If you know or suspect you've got a vacuum leak but can't seem to locate it, try this: Mix three parts water and one part dishwashing liquid together. Put the mixture in a toy squirt gun and squirt all the vacuum connections, one at a time. When the idle smoothes out-you've found your leak.
If you cut the header-to-cylinder-head flange in one or more places, between the bolt holes, it will help the flange conform to the head more evenly and reduce gasket failure. Once the bolts are tightened, retorquing them after a few heat cycles, and periodically thereafter, will extend gasket life. Tighten them when cold-not hot.
Step Up to the Pump
If your Carter AFB or AVS develops a hesitation after the car has been sitting for a while without being run, blame it on the leather accelerator pump. The material dries out, contracts, and no longer seals properly to the pump well. The fix? Install a marine application neoprene pump and the problem is gone for good.

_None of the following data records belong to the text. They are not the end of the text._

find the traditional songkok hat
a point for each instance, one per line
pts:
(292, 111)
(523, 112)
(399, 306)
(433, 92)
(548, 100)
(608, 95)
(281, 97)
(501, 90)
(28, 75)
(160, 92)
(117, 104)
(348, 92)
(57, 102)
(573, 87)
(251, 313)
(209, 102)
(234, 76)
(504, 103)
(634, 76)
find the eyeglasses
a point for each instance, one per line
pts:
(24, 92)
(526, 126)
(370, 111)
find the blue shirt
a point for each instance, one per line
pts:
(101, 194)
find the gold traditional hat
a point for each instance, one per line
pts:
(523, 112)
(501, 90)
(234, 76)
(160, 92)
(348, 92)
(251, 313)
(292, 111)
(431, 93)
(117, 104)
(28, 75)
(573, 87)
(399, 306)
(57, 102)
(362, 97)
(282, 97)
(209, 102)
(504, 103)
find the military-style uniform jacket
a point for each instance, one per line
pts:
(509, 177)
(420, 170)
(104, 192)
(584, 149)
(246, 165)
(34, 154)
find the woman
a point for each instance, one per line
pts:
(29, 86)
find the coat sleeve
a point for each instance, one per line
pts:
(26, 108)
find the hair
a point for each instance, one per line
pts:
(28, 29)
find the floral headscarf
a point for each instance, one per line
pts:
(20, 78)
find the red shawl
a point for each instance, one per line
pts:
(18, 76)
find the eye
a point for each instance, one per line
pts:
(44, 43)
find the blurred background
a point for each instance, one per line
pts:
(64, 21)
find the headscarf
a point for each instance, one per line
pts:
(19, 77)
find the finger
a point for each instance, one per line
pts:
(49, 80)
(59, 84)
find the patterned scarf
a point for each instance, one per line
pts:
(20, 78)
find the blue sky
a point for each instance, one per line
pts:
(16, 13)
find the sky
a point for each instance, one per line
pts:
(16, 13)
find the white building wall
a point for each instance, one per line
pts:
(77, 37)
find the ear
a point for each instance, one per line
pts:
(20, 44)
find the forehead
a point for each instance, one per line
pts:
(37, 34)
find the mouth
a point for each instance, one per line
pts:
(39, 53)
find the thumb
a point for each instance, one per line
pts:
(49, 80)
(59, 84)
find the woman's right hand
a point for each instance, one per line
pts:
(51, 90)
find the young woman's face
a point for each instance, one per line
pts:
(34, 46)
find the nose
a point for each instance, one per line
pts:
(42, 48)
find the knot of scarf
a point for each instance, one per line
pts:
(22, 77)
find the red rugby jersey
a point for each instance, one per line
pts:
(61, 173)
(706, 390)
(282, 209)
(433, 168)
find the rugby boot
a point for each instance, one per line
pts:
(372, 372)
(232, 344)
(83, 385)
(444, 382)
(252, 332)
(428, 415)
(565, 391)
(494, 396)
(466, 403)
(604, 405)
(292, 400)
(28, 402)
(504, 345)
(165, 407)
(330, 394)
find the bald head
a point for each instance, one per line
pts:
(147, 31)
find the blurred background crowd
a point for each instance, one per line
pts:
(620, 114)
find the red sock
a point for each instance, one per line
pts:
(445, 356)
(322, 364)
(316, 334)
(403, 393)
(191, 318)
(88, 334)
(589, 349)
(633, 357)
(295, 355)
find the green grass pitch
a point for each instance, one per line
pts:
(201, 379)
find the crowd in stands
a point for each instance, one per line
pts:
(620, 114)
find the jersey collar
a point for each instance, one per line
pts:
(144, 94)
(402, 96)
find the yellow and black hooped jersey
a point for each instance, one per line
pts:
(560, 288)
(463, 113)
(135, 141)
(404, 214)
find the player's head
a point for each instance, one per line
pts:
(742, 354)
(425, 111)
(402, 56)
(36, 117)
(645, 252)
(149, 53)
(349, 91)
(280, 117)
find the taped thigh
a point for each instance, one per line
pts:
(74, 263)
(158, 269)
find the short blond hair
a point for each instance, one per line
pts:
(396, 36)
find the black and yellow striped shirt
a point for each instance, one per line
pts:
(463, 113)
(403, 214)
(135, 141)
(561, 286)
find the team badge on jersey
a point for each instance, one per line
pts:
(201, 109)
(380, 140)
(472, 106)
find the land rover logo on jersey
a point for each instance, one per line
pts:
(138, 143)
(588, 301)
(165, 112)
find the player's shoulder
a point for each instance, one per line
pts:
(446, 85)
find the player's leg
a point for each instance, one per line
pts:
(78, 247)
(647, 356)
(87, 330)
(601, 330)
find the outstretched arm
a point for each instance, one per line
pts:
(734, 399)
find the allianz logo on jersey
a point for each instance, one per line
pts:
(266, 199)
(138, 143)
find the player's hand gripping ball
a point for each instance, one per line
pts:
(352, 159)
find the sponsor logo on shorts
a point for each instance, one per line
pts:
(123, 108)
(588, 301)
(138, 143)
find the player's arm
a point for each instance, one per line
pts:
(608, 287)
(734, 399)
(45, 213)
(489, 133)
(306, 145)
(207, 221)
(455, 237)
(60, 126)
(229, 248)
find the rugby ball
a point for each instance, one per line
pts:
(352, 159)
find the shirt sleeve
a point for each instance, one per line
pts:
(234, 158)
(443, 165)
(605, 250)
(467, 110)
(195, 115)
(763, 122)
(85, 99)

If the water in your area is hard or contains lots of mineral deposits, use distilled water to fill the cooling system of your car. It will prevent deposit buildup and keep everything running cooler and longer. Use it to create the 50/50 mix of water and antifreeze, and add a can of rust inhibitor/water pump lubricant while you're at it.
Having a Seizure?
As technology and engine materials have changed, it's almost mandatory to use an antiseize compound on the spark plug threads in an aluminum head. So what's stopping you from using it on the plugs in your cast-iron heads as well? It will lubricate the threads and make the plugs a whole lot easier to remove in several thousand miles.
If you suspect you have a rear axle bearing about to give up the ghost, but you're not sure which one it is, there's a simple and reliable test: If it makes noise on a right-hand turn, it's the left side gone bad. If the noise rears its ugly head on a left-hand turn, then the right side bearing needs a replacement. Some things are just too simple, eh?
If your taillights or backup lights are doing some weird things, and you've already checked all the wiring, then there's one thing more to check. The ground between the light's housing and the car's body may not be good enough. Scratch a little paint off where it won't show and reinstall the housing.